Difference no 1 – the Church
Both the Church of England and Church of Wales are specifically banned from performing religious marriage ceremonies for same sex couples. It is clear that the coalition government could not meet the Church halfway upon their opposition to same sex marriage. As a result, their opposition has effectively been sidestepped.
Difference no 2 – geography
Same sex marriage does not apply to Scotland and Northern Ireland. However, the Act does recognise that if a same sex couple are married abroad, then their marriage should be treated as binding. This applies whether the couple married before or after the introduction of the Act.
Difference no 3 – the ‘sex issue’
If a same sex couple are married and subsequently wish to get divorced, the Act does not recognise adultery as a fact that either one of the couple can rely upon. Likewise, if either of the same sex couple want to obtain an annulment, neither of them can rely on the fact that the marriage was not consummated. As far as the government are concerned, adultery and non-consummation only apply to opposite sex couples.
Difference no 4 – pensions
Same sex couples that marry will not have the same entitlement to pension rights upon the death of their partner. Employers will only be required to pay a survivor’s pension based on contributions made since 2005. Although some employers may pay out upon contributions made since 1988 onwards, this is discretionary. This means that pension contributions made in the years before 2005/1988 are in many instances discounted and will not be received by the survivor.
Civil Partnerships – the end of the road?
Since they were introduced in 2005 there is little doubt that Civil Partnerships have proven more popular and widespread than first imagined. As many as 16,100 couples ‘tied the knot’ after they were first introduced and 6795 couples entered into Civil Partnerships in 2011.

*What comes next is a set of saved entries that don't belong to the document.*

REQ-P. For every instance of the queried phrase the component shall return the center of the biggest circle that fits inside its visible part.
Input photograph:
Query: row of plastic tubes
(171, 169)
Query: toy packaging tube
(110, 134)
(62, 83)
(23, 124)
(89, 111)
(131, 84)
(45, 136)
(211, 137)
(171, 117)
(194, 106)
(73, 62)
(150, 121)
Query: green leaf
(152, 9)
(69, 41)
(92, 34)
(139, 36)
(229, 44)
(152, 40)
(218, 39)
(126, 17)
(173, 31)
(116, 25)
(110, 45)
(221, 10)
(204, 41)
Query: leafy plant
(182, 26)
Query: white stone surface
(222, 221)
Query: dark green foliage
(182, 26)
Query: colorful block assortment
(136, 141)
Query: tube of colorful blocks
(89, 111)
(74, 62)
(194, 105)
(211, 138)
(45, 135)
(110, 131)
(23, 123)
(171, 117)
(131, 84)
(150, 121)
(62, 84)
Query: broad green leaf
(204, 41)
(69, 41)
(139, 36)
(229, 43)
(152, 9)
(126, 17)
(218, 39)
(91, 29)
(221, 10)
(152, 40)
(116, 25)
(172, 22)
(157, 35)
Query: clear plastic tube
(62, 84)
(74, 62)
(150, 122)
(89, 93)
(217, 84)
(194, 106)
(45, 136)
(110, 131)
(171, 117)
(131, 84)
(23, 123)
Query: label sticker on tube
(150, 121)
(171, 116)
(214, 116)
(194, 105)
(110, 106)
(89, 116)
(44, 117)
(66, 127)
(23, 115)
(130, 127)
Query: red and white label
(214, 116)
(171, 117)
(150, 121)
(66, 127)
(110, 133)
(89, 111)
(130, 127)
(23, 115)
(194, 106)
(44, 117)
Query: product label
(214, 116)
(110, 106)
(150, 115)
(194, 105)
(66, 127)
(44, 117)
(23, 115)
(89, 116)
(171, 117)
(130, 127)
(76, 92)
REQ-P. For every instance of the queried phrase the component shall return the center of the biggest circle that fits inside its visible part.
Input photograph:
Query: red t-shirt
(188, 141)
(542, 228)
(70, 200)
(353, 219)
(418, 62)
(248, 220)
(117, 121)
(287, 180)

The key question is how existing Civil Partners choose to deal with the fact that marriage is now available to them. The Act contains a provision that existing Civil Partners can ‘convert’ their Partnership into marriage. If they do so, the couple will be treated as having married from the date that their first became Civil Partners. Exactly how this ‘conversion’ will be accomplished remains to be seen. No doubt registry offices, hotels and other venues will be bracing themselves for a flood of ‘Conversion Ceremonies.’

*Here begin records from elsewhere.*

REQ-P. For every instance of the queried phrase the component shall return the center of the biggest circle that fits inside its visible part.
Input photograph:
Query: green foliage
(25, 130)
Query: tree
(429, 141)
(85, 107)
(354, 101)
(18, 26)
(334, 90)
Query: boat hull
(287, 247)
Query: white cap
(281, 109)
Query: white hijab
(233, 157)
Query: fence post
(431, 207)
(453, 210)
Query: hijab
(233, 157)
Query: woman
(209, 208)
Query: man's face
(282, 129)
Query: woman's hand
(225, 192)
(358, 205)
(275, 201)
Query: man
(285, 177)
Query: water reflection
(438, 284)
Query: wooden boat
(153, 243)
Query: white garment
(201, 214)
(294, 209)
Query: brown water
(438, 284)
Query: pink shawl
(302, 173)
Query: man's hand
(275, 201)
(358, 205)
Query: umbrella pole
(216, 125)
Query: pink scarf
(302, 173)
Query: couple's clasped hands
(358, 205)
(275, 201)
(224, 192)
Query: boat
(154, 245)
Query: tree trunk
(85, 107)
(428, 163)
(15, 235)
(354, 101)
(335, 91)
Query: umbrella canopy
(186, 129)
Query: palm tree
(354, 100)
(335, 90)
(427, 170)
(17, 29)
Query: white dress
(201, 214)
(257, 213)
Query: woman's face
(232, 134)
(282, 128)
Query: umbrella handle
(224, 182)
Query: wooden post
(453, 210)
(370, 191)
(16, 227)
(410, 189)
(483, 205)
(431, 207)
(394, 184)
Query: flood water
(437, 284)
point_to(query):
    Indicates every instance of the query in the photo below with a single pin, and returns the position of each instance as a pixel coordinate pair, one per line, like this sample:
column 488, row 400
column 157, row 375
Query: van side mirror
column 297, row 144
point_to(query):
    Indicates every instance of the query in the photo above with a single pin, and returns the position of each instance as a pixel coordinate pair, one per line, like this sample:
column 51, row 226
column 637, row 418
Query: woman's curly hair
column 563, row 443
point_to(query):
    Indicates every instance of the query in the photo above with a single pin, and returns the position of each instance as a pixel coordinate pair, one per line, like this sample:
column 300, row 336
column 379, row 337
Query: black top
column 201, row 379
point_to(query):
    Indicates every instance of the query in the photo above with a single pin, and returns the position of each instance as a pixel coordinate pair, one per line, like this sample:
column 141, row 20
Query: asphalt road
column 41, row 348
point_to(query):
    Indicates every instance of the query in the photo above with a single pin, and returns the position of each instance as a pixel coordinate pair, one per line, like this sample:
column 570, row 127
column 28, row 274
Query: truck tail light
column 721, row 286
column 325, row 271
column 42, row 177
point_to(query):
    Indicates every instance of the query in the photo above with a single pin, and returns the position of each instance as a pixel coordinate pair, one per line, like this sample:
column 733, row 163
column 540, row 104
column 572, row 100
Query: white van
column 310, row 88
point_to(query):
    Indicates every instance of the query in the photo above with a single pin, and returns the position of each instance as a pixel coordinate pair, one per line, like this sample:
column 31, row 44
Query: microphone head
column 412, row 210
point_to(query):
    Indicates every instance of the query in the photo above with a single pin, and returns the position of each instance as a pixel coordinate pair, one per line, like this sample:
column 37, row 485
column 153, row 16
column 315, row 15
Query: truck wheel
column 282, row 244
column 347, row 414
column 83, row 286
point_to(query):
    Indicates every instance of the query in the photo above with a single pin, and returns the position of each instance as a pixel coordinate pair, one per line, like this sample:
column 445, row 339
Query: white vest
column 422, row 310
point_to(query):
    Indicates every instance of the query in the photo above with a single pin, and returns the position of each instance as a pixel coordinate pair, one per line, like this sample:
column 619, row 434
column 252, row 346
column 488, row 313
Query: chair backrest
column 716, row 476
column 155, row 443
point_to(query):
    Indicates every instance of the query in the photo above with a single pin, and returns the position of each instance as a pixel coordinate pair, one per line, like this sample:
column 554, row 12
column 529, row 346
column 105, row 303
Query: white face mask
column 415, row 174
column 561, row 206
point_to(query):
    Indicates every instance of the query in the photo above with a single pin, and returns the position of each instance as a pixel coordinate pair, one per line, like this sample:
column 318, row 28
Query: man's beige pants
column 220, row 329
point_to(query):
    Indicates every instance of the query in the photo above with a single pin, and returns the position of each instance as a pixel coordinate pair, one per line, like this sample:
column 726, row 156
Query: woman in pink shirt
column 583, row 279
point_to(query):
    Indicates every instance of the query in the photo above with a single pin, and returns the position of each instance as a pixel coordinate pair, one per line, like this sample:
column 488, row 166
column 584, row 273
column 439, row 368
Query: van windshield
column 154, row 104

As the option of marriage becomes available it seems more than likely that Civil Partnerships will become far less popular. It is hard to envisage a same sex couple in England and Wales entering into one when they can become married instead.
If the coalition government are to be praised for their introduction of same sex marriage, it would only be fair to criticise them for failing to introduce legislation to protect the financial position of cohabiting couples. It seems folly to leave nearly 6 million cohabiting couples at the mercy of antiquated, arbitrary and (often) unfair principles of property law should their relationship break down. Until this imbalance is addressed, the Prime Minister’s vision of a ‘Big Society’ remains fundamentally flawed.